Bi’smi’llâhi’r-rahmâni’r-rahîm. El-hamdü li’llâhi rabbi’l-àlemîn... Ve’s-salâtü ve’s-selâmü alâ seyyidinâ muhammedin ve âlihî ve sahbihî ve men tebiahû bi- ihsânin ilâ yevmi’d-dîn. Emmâ ba’d.


a. Sabah Namazından Sonra Zikir


İmâm-ı Tirmizî’den hasen bir hadis-i şerif. Enes ibn-i Mâlik RA’dan rivayet ettiğine göre, Peygamber SAS Efendimiz şöyle buyurmuşlar:42


مَنْ صَلَّى الْفَجْرَ في جَمَاعَةٍ، ثُمَّ قَعَدَ يَذْ كُرُ اللهَ حَتَّى تَطْلُعَ


الشَّمْسُ، ثُمَّ صَلَّى رَكْعَتَيْنِ، كانَتْ لَهُ كَأَجْرِ حَجَّةٍ وَعُمْرَةٍ


تَامَّةٍ تَامَّةٍ تَامَّةٍ (ت. حسن عن انس)


RE. 426/14 (Men salle’l-fecre fî cemâatin) “Kim sabah namazını cemaatle camide kılarsa, (sümme kaade yezküru’llàhe hattâ tatlua’ş-şems) sonra Allah’ı zikrederek zamanını değerlendirmek sûretiyle, güneş doğup kerahat vakti çıkıncaya kadar oturursa... (Sümme sallâ rek’ateyn) Kerahat vakti geçtikten sonra, kalkıp iki rekât namaz kılarsa; (kânet lehû keecri hàccetin ve umretin tâmmetin, tâmmetin, tâmmeh) böyle oturmak, bu ibadeti yapmak, ona o gün tam bir hac ve umre yapmış gibi sevap kazandırır; tam bir hac ve umre yapmış gibi, tam bir hac ve umre yapmış gibi...”

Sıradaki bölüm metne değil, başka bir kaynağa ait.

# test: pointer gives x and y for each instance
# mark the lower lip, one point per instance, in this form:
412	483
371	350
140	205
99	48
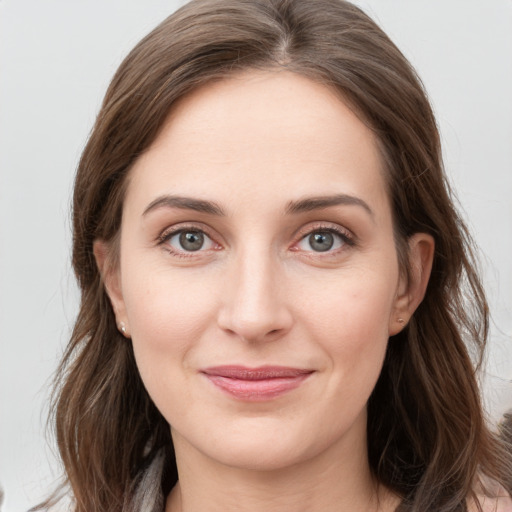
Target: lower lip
257	390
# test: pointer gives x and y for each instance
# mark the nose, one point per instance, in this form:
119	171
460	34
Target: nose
254	306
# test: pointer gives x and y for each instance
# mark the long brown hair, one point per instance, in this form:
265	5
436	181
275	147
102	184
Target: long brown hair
427	438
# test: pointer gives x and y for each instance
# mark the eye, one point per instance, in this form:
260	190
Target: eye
189	240
322	241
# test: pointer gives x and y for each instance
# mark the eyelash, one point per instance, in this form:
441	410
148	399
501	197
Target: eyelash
344	235
168	234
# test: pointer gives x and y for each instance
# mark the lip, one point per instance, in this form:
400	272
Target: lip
256	384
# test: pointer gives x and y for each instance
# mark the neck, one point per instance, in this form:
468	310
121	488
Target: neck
337	480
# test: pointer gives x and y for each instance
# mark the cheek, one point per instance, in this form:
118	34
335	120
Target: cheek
350	319
167	313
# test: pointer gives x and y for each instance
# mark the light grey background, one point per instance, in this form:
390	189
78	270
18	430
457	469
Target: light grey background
56	59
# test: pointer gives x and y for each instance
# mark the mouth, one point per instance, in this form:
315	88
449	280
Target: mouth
256	384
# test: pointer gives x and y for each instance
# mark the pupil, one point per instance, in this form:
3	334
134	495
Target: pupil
321	242
191	240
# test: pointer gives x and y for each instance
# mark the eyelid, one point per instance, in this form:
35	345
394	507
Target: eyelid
346	235
175	229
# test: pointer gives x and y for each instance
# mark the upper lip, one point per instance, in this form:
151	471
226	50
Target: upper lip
259	373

42 Tirmizî, Sünen, c.II, s.481, no:586; Begavî, Şerhü’s-Sünneh, c.II, s.9; Enes ibn-i Mâlik RA’dan. Kenzü’l-Ummâl, c.VII, s.808, no:21508; Câmiü’l-Ehàdîs, c.XX, s.496, no:22727.

411

Bu nasıl olacak? Bir; sabah namazının cemaatle kılarsa. Sabah namazını evde kılmak bir noksanlıktır. Kılmak iyi bir şey de sabah namazını bir insanın evde kılması noksanlıktır. Çünkü Peygamber SAS Efendimiz yatsı ve sabah namazlarını camide olmaya çok dikkat edin, buyuruyor. Çünkü bu iki namaza münafıklar gelemezler, münafıkların durumuna düşmeyin, diyor. Bu iki namaz münafık olmamanın göstergesidir. Bir insan yatsı ve sabah namazlarına gelebiliyorsa münafıklık alameti üzerinde yok mânasına geliyor. Sabah namazını kılacak ama camide cemaatle kılacak.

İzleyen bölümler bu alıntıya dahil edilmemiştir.